José Junior, ‘Projections’
José Junior, born in Britain to parents from Spain and Colombia and now based in New York City, waxes psychological in the psychedelia-tinged “Projections,” a modal drone that revs up, ratchets down and revs up again and again. “Now you’ve decided to put all your sadness on me,” he sings in one verse; later he exchanges “sadness” for “loving.” The stability of the drone anchors the emotional volatility.
Shakira, ‘Soltera’
Shakira revels in independence in “Soltera” (“Single”). She sings, in Spanish, that she’s at a beachside hotel with a cocktail, and “Nobody is going to tell me how to behave.” The transparent, irresistible groove — concocted with Latin Grammy-winning collaborators including Bizarrap and Edgar Barrera — hints at Afrobeats, cumbia, bachata and Congolese soukous. Shakira may be single, but not alone; at the end, Shakira summons a chorus of fellow “lobas”: she-wolves.

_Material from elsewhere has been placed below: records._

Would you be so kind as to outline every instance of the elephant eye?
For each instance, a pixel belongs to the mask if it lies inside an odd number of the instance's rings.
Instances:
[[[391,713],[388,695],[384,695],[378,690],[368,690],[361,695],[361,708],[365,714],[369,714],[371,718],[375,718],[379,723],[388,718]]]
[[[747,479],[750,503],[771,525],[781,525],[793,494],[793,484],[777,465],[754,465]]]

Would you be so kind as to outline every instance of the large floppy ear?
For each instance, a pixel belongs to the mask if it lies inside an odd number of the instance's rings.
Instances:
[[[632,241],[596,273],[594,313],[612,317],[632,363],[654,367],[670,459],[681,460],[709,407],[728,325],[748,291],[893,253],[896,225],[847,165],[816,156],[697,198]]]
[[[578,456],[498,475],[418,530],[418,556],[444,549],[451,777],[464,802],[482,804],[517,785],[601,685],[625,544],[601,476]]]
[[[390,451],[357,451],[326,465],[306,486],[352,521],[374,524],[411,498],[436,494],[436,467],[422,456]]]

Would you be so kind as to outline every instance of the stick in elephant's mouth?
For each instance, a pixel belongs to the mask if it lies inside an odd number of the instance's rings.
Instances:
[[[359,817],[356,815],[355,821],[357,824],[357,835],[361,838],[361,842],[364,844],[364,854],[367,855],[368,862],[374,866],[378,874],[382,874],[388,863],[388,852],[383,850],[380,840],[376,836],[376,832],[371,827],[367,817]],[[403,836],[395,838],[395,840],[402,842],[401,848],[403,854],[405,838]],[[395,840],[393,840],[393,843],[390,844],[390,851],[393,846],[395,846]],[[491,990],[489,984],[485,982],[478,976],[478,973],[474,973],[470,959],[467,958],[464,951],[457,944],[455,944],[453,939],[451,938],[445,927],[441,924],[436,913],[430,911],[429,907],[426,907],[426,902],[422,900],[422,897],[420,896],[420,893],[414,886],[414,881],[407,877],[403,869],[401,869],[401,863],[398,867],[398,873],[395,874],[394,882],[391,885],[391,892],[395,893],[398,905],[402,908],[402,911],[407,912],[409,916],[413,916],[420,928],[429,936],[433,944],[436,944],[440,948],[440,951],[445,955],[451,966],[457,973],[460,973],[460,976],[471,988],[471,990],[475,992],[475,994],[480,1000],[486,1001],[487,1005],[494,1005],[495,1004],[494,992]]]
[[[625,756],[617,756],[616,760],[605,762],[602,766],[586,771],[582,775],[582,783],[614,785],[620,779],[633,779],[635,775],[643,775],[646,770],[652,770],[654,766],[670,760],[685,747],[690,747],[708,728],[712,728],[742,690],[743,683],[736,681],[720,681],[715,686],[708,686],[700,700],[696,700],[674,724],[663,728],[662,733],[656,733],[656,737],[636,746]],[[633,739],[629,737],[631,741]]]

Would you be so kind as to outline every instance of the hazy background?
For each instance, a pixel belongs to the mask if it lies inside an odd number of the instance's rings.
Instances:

Mustafa, ‘I’ll Go Anywhere’
The Sudanese-Canadian songwriter Mustafa sings ever so gently about loss, violence, heritage, racism and enduring Muslim faith on his full-length debut album, “Dunya.” In “I’ll Go Anywhere,” he affirms a prayerful devotion that overcomes doubts. A waltz with Arabic underpinnings, it meshes acoustic fingerpicking — from an oud — with flamenco handclaps and a guest appearance from Rosalía, turning herself into a choir and embracing flamenco’s North African roots.
Contour, ‘(Re)Turn’
Khari Lucas, who records as Contour, writes songs that seem to bubble up directly from the unconscious. Over hazy, jazzy, off-center grooves, in a modest voice that sounds more quizzical than declarative, he sings elusive, ruminative lyrics. There’s a hint of Brazil in the sputtering, six-beat drum loops, guitar syncopations and subtly ascending harmonies of “(Re)Turn.” Contour ponders aspirations, disappointments, vulnerability, touring, mortality and how to “hide the grief in a cheerful song,” finding purpose in amorphousness.